Japan has a rich history of castles, and the classic Japanese castles that we know today date back to as early as the Sengoku period (1467-1603). Japanese castles were originally built as fortresses for military defense and later evolved into status symbols to house the wealthy daimyos, or feudal lords. These castles were constructed primarily of wood and stone, and are well known for the design of the tenshu, or the main keep, which is multi-storied and typically features curved roofs. While there were once thousands of castles in Japan, only somewhere over one hundred remain today due to war and natural disasters. Many of the existing Japanese castles are complete reconstructions or heavily reconstructed versions of damaged castles, and there are only twelve original construction castles in Japan today. Today I wanted to introduce some of Japan’s most unique castles.
Himeji Castle in the Hyogo Prefecture of Japan is known for being both the most visited and the largest castle in Japan. Built in 1581, Himeji features eighty-two castle buildings and two of its three original moats. It is often called the “White Heron Castle” because of its grand white exterior that resembles the bird. Fortunately, the castle survived nearby bombings during World War II and has since become a UNESCO World Heritage Site.
A stark contrast to Himeji Castle, Matsumoto Castle is often referred to as the “Crow Castle” because of its black exterior. It is a unique Japanese castle because it is one of the few remaining hirajiro, or flatland castles in Japan. Typically Japanese castles were built on hills or near rivers, but Matsumoto was built on flatlands and man-made moats were constructed to protect the castle. Built in 1592, Matsumoto is one of five Japanese castles designated as National Treasures.

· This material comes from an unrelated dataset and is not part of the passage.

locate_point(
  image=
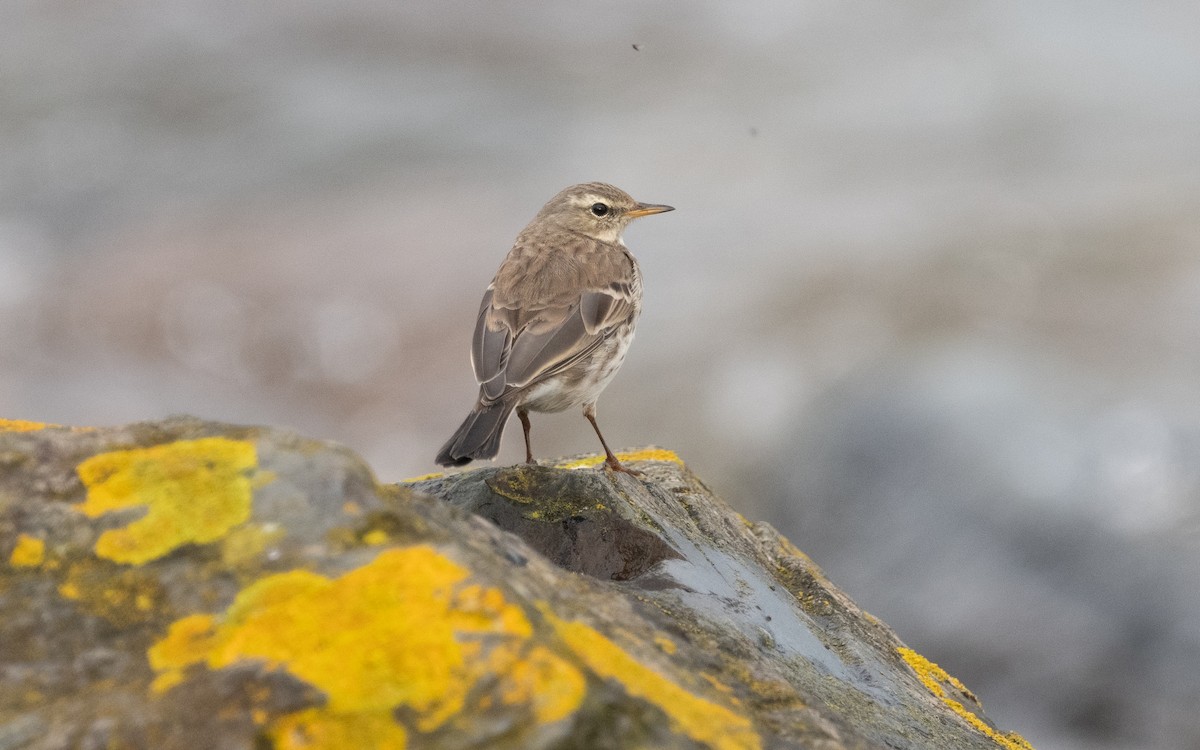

Inuyama Castle is most famous for being the only privately owned castle in Japan. Inuyama is often cited as the oldest castle in Japan, but it was rebuilt several times and the exact date of its completion is unclear. It is estimated that construction of the current main keep began in 1601, and since its construction, the castle switched owners several times before being seized by the Meiji government in 1872. After being damaged by an earthquake, Inuyama Castle was returned to its previous owners, the Naruse family, in 1895 under the condition that they repair and maintain it. Inuyama Castle remained privately owned until 2004, when the castle's ownership was passed to a non-profit foundation.
The title of the oldest Japanese castle, in terms of the main keep, goes to Maruoka Castle in Fukui Prefecture. It was originally built in 1576 and has the oldest original main keep in Japan. In 1948, the castle’s main keep was destroyed by an earthquake but it was rebuilt in 1955 using eighty percent of its original materials, making it an original construction castle.
Hirosaki Castle is a stunning original construction castle in Aomori Prefecture of Japan. Built in 1611, Hirosaki Castle’s original five-story keep burned down in 1627 and was rebuilt as a three-story keep in 1810. What makes this castle so popular is its stunning location. Surrounded by thousands of cherry blossom trees as well as delicious apple trees, Hirosaki is the most famous hanami,or cherry blossom viewing, castle in Japan. Hirosaki Castle hosts an annual cherry blossom festival that allows visitors to appreciate the history of the castle along with the beautiful blossoms.
Bitchu-Matsuyama Castle is known for being the highest-altitude castle in Japan and the only original yamajiro, or mountain castle, remaining in Japan. The first castle of Bitchu-Matsuyama was built in 1240, but the main keep was not constructed until 1683. This castle is unique because its main keep is only two-stories high, but due to its mountain-top location, there was not a tactical advantage to building it any higher.
Although it is not one of Japan’s original construction castles, Osaka Castle is a wonderful reconstruction of the original castle and one of the most visited castles in Japan. The castle played a major role in the unification of Japan. It was originally built in 1586 by Toyotomi Hideyoshi after his successful unification of Japan. Osaka Castle became the center of Japan during his rule, and in modern years it has become a famous landmark in Japan. Unfortunately, the castle was damaged multiple times and had to be rebuilt, but the reconstruction of Osaka Castle honors the original well.